Ingrid
_ Sekretär Jonatas? Was machen Sie denn um diese Uhrzeit hier?
Sebastian ist kurz davor zu sagen, dass er nicht Jonatas ist, doch dann hält er inne. Er will verstehen, warum Ingrid gesagt hat, dass sie einen Mann geheiratet hat, der alt genug ist, um ihr Vater zu sein.
Ingrid
_ Warum antworten Sie mir nicht? Liegt es an dem, was ich vorhin gesagt habe?
Sie setzt sich aufs Sofa. Ich will gerade etwas sagen, doch dann halte ich inne, nehme mein Handy und tippe etwas ein. Dann schalte ich die Vorlesefunktion ein.
Elektronische Stimme
_ Bleiben Sie hier.
Ingrid
_ Wollen Sie diese Stimme wirklich bei mir benutzen? Ich bin schon gezwungen, sie mir jedes Mal anzuhören, wenn ich mein Handy benutze, Sekretär Jonatas.
Elektronische Stimme
_ Seien Sie einfach still, Sie bluten.
Ingrid
_ Ich bekomme eine Gehirnblutung, wenn Sie nicht mit mir reden.
Elektronische Stimme
_ Wenn Sie nicht stillhalten, und zwar ganz still, werde ich Sie küssen, Ingrid!

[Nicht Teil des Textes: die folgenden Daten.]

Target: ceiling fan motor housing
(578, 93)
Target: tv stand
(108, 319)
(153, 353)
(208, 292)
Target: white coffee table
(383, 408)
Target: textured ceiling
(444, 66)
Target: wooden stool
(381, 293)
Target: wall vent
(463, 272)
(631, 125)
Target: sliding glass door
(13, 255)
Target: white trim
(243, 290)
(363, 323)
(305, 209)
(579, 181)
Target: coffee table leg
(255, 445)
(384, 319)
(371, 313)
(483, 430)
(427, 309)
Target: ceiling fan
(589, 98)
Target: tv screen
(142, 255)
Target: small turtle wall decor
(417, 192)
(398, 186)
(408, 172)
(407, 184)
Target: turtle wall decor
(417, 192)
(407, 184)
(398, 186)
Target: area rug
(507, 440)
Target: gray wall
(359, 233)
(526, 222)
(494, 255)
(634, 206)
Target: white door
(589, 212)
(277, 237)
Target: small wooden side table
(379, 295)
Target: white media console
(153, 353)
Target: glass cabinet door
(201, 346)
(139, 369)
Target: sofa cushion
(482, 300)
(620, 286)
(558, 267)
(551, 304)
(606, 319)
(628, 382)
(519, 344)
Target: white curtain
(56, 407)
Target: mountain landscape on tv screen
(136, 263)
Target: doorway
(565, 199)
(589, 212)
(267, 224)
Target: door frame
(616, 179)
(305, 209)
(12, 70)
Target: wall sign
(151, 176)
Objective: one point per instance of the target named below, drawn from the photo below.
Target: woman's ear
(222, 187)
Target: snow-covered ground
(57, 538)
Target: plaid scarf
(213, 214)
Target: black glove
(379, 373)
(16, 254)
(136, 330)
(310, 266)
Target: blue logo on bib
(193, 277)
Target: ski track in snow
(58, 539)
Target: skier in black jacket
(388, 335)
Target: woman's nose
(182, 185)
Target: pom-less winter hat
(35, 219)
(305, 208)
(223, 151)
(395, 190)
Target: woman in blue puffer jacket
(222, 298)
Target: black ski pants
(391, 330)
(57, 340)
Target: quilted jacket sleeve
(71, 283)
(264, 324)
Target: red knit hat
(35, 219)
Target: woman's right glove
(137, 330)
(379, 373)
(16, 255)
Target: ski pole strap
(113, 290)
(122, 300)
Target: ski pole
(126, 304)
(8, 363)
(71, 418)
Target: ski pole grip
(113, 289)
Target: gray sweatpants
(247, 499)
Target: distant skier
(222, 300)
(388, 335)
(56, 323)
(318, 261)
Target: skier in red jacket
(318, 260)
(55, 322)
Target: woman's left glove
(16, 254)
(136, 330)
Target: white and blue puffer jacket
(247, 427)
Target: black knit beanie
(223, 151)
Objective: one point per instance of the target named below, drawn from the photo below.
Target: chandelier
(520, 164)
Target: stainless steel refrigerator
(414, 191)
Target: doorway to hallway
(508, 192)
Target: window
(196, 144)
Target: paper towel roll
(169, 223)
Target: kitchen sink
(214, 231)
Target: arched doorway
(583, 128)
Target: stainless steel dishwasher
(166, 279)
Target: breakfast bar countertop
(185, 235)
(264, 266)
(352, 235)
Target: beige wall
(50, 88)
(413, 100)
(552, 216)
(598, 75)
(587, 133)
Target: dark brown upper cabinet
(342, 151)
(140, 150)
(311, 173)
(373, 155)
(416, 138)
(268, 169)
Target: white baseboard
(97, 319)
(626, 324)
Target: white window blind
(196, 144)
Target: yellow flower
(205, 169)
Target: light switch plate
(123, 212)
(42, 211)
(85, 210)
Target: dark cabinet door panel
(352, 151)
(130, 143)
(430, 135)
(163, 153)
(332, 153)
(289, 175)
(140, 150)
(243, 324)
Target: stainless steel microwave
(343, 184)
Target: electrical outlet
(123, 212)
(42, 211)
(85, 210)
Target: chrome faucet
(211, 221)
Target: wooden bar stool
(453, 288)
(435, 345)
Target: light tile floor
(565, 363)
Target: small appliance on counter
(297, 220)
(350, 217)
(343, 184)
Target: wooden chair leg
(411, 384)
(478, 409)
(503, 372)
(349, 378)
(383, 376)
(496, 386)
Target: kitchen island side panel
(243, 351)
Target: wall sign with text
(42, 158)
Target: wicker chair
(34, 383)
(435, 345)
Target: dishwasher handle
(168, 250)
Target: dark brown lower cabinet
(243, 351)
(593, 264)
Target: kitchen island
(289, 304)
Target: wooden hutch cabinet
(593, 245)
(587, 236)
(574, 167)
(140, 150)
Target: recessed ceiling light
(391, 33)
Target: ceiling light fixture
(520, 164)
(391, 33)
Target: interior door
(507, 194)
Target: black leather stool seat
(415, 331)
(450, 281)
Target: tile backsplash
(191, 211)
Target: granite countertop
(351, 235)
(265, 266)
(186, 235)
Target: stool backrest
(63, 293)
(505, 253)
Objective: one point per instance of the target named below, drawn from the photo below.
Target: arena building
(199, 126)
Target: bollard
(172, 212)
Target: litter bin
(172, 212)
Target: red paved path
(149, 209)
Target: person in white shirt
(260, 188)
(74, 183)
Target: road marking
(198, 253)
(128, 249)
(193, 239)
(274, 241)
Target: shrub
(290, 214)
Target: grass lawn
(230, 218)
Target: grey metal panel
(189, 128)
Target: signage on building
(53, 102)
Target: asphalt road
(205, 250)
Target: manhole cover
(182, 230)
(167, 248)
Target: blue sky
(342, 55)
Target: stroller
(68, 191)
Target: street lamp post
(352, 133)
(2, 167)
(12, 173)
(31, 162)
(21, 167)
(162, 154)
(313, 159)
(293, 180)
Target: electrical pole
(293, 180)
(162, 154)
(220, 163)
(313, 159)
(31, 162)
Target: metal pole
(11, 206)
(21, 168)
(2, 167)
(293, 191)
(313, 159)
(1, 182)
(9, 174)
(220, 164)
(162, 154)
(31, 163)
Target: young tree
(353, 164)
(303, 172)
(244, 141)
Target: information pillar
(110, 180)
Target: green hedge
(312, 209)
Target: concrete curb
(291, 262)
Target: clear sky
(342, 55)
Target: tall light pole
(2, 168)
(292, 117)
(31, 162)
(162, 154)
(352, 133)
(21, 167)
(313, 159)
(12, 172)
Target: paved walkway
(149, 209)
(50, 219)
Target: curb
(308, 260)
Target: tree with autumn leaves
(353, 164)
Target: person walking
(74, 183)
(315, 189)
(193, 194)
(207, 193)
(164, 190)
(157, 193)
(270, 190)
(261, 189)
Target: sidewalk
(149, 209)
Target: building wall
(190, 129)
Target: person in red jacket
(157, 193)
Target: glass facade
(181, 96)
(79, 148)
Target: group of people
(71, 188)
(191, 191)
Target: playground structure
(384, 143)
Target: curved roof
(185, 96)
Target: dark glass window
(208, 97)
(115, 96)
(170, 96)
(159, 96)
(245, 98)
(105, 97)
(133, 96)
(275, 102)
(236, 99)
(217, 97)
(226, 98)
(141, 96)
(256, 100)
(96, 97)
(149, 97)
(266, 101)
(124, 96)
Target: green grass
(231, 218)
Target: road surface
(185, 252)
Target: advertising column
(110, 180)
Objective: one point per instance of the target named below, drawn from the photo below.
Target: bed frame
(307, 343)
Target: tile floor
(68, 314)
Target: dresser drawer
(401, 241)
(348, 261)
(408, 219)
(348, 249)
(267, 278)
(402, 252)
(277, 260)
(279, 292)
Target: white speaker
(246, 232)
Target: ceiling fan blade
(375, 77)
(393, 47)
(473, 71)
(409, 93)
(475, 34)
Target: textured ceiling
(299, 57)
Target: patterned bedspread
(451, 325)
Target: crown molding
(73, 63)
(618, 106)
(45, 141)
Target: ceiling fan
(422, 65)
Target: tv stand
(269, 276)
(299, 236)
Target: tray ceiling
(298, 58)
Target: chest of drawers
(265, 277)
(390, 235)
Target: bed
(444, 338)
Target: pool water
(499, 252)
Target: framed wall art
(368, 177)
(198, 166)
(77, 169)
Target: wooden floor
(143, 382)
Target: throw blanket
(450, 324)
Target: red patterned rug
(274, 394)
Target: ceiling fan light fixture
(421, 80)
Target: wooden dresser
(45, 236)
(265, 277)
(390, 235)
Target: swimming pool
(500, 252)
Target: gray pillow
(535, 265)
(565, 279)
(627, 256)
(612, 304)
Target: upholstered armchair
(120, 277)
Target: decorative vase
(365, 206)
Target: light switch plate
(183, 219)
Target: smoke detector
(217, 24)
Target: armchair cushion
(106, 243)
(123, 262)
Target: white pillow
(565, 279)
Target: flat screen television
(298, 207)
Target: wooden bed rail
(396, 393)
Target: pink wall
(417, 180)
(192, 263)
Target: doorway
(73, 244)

Sofort verstummt Ingrid, ihr Gesicht wird puterrot. Im schwachen Licht des Wohnzimmers bemerkt Sebastian es nicht. Er geht in die Küche und sucht den Erste-Hilfe-Kasten, kann ihn aber nicht finden. Also geht er zum Badezimmerschrank und wird fündig. Er geht zurück ins Wohnzimmer, um sich um Ingrids Fuß zu kümmern. Als er sich hinkniet, ihren Fuß berührt und vorsichtig mit dem Wattebausch darüber streicht, um sie nicht zu verletzen, stellt er fest, dass der Schnitt nicht sehr tief ist, aber stark blutet, da die Glasscherbe die Wunde noch offenhält. Als er die Pinzette nimmt und sie entfernt, zuckt Ingrid vor Schmerz zurück.
Ingrid
_ Das tat weh.
Elektronische Stimme
_ Warum sind Sie mitten in der Nacht in der Küche herumgelaufen?
Ingrid
_ Ich wollte ein Glas Wasser, eigentlich möchte ich immer noch eins, weil ich es nicht trinken konnte, da mir das Glas von der Theke gefallen ist.
Elektronische Stimme
_ Ich hole Ihnen eins, lassen Sie mich nur die Wunde reinigen und verbinden.
Ingrid
_ In Ordnung.
Sebastian berührt sie so zart, dass Ingrid rot wird, und dieses Mal bemerkt Sebastian es und lächelt. Als er die Wunde gereinigt und verbunden hat, fährt er mit der Hand leicht über Ingrids Wade, die beschämt zurückweicht.
Ingrid
_ Was machen Sie da? Sie haben versprochen, dass das nicht mehr vorkommt.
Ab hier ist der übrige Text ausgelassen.